I wonder because I recently visited my local knife sharpener in Suffolk, who’s obviously been whetting steel for years (if that’s the right expression). He has a small, standalone wooden workshop in his garden, complete with electric whetstone.

I took him eight and, on my following visit, another 10. He remembers the days when members of his trade would travel around with a special bicycle on which the sharpener was attached. I remember the man who used to come to our front door in York and get plenty of business from us.

Hew, on the other hand, had his very own knife sharpener, a cousin who was a working blacksmith with a smithy in Devon. He was a strange chap, a conscienti­ous objector who was sent to prison for breaking a man’s jaw. The fellow had sneered at him as a ‘conshie’ and got beaten up in consequenc­e. Some pacifist! When he visited Hew’s family, he was keen to sharpen the knives on the stone lintel of the house, but, as a black sheep in the family, was politely discourage­d and sent on his way.

One of his plus points was that he wrote The Din of a Smithy, a fine evocation of the atmosphere there. In it, he recalls his first gate, adapted from one in the cathedral close in Exeter: ‘I felt mighty proud and happy when I saw it fixed and working smoothly… When I went back to the Smithy, there was a fat cheque in my pocket and shoeing had entirely lost its charm.’ He went on to create many gates.

The book also includes a photograph of Jars, as he was known from his initials. He was a huge man of 6ft 3in, with the looks and moustache of a cavalry officer. Only a silly man—especially one who had only one arm as this one did—would have taunted this mighty blacksmith. We have a pair of iron dogs he made, a useful curved poker and tongs.

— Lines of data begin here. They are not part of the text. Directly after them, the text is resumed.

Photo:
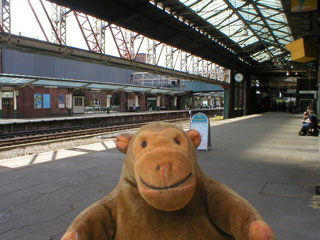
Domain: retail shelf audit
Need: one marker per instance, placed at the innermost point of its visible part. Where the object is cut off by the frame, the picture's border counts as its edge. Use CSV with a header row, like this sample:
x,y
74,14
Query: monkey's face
x,y
163,168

We have so many knives because, when we had a house in Italy, there was a small town less than 10 miles away where they’d practised knife-making for five centuries. This was Scarperia, a splendid ancient walled town, which has the Palazzo dei Vicari with a 138ft tower, the whole built in 1306. Such castles are so common in Tuscany that it doesn’t get a single mention in the smart guidebooks. It’s twinned with the French knife-making town of Laguiole.

My knives are made by Giglio, which has a workshop and store just off the town’s main street. All are imprinted with the fleurde-lys (giglio in Italian) that’s the official badge of the Florentine region. All the knives are displayed under glass and I find it impossible not to visit and buy at least one knife each time.

Thus we have a couple of chef’s knives (which I don’t use a lot), a thin filleting knife, a turning knife for vegetables and several paring knives, which are the most useful of all. I also have two mezzalunas, one large and one small, which are perfect for chopping nuts. They’re due to be sharpened next time round.

The knife sharpener says that he can cope with most old-fashioned knives and those, like mine, of stainless steel, but, obviously, ceramic knives can’t be sharpened and nor can some modern metal ones.

My bible is Knife by Tim Hayward (Quadrille, £20), which compares the knives of China, Japan and the West, although I’m afraid Scarperia isn’t mentioned. However, Mr Hayward does say ‘Love your knife and it will love you back’. I can see many more trips to the knife sharpener in my future.